Semangat kompetitif dan investasi besar ini juga terlihat jelas dalam dunia olahraga Tiongkok. Berkat dukungan penuh dan jiwa masyarakat yang sangat kompetitif, Tiongkok berhasil menjadi juara dunia di hampir semua cabang olahraga, kecuali mungkin sepak bola. Prof. Chao, saat memberikan materi, sempat berkelakar mengenai kekalahan dari Timnas Garuda, “Sepertinya kita harus menambah investasi di olahraga sepak bola ini,” ujar beliau sambil tertawa. Celetukan ini disambut tepuk tangan kecil yang sedikit ragu dari peserta Indonesia, disaksikan oleh tetangga ASEAN dari Malaysia, Thailand, dan Laos.
Kembali ke Zhujiajiao Town, inovasi yang diterapkan di sana secara nyata telah berhasil mengangkat UMKM China, memungkinkan mereka menyesuaikan diri dengan perkembangan zaman. Hampir seluruh transaksi pembayaran dilakukan secara cashless, dengan Alipay menjadi metode yang paling dominan. Meskipun demikian, beberapa gerai waralaba internasional seperti McDonald’s dan Starbucks ditemukan di kawasan pinggiran, mengindikasikan adanya pembatasan di area inti wisata.

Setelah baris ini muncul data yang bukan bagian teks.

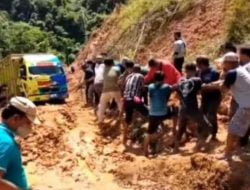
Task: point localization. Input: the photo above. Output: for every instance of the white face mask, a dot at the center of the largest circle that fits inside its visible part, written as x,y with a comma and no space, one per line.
23,131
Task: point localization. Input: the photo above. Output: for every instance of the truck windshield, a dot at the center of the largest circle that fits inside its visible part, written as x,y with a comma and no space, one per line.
45,70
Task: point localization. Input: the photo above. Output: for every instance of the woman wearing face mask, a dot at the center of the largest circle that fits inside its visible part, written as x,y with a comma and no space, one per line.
17,120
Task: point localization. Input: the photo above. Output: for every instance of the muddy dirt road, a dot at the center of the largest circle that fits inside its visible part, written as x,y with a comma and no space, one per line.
68,153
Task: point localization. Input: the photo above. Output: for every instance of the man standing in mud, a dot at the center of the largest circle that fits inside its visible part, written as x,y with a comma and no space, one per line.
17,120
179,51
98,80
111,90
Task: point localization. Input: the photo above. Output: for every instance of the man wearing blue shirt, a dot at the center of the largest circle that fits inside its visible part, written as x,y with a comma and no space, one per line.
211,99
159,94
17,119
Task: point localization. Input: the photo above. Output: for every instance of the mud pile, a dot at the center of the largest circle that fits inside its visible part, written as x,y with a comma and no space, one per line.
47,145
197,172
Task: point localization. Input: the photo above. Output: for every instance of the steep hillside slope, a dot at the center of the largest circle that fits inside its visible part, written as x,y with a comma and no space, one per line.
145,28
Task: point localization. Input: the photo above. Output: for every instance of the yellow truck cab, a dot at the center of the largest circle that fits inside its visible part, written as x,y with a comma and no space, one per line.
39,77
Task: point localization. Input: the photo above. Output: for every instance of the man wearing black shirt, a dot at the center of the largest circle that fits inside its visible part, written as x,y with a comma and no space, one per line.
211,99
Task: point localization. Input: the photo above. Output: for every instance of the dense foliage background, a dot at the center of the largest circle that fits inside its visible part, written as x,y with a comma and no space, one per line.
59,26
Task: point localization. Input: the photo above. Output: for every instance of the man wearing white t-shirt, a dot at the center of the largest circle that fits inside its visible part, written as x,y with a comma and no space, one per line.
179,51
98,81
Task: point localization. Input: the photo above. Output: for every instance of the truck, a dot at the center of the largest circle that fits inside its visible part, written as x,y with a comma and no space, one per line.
39,77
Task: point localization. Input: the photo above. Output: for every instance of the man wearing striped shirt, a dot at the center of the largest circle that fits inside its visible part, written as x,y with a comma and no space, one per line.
132,97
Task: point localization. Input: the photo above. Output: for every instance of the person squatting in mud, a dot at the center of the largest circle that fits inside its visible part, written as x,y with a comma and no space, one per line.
162,79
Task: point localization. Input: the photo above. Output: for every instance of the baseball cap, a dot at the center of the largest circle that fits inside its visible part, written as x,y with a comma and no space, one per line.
26,106
230,57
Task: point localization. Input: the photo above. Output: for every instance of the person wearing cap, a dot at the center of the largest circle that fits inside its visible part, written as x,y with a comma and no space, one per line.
179,51
237,79
211,99
132,95
17,120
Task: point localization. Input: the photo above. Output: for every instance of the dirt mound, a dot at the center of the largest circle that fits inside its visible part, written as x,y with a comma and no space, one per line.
46,145
204,26
198,172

Program ini secara cerdas telah berhasil “mempromosikan” pariwisata China secara gratis ke berbagai negara. Bayangkan saja, setiap peserta akan dengan antusias menceritakan dan membagikan pengalaman mereka di media sosial. Lebih jauh lagi, strategi ini memastikan perekonomian Tiongkok terus tumbuh melalui pemberdayaan masyarakat lokal. Sebagai contoh, setiap peserta diberikan uang saku sebesar 150 Yuan per hari, yang diserahkan langsung di hari pertama dengan pesan “Silakan dihabiskan.” Tentu saja, program ini dirancang sedemikian rupa dengan mengunjungi tempat-tempat wisata dan pusat perbelanjaan yang “menggoda” untuk menghabiskan uang saku, sehingga seluruh pengeluaran secara langsung kembali ke pertumbuhan ekonomi Tiongkok.

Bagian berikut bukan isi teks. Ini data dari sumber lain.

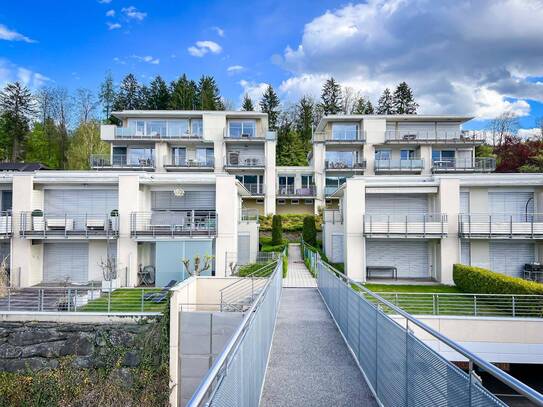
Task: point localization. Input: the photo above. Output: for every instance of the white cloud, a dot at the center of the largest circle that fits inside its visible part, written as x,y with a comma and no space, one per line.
255,90
10,35
201,48
234,69
147,58
458,59
219,31
113,26
133,13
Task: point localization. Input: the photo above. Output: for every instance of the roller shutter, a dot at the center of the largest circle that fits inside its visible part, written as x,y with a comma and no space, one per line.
393,204
409,257
65,261
337,249
244,249
509,257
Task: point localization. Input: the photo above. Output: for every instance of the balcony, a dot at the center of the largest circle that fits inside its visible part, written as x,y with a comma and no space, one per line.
291,191
183,164
433,137
423,225
340,137
345,165
40,225
6,225
255,189
121,161
483,164
171,224
501,226
394,166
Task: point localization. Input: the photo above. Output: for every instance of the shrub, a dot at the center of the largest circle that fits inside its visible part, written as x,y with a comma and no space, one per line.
277,230
478,280
309,232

Mulai dari tiket pulang-pergi, akomodasi, fasilitas pendukung akomodasi, antar-jemput bus, makanan, minuman, dan sebagainya, semuanya menjadi pilar penting bagi pertumbuhan ekonomi mereka. Dengan ratusan, bahkan ribuan peserta dari puluhan negara yang datang dalam beberapa gelombang dan puluhan “seminar” berbeda, dampak ekonominya sangat signifikan. Seluruh kegiatan ini juga dibekali dengan transparansi yang luar biasa, menjadikan program berjalan sangat optimal. Ada banyak pelajaran “amanah” yang bisa kita ambil dari sini.
Semoga ada cerita menarik lainnya di kemudian hari.
Ringkasan
Zhujiajiao Town, yang dijuluki “Venice of Shanghai,” adalah kota kuno berusia lebih dari 1.700 tahun di Distrik Qingpu. Sebagai destinasi wisata populer di Shanghai, kota ini menawarkan berbagai daya tarik seperti Jembatan Fangsheng, pengalaman menaiki perahu di kanal, North Street yang ramai, Kezhi Garden, dan Kuil Kota God.
Zhujiajiao berhasil mengangkat UMKM lokal melalui inovasi, terlihat dari dominasi transaksi tanpa tunai menggunakan Alipay. Keberhasilan ini didukung oleh strategi Tiongkok dalam memberdayakan masyarakat dan mempromosikan pariwisata, di mana program kunjungan memastikan pengeluaran peserta kembali langsung ke ekonomi lokal, mendorong pertumbuhan UMKM dan perekonomian secara keseluruhan.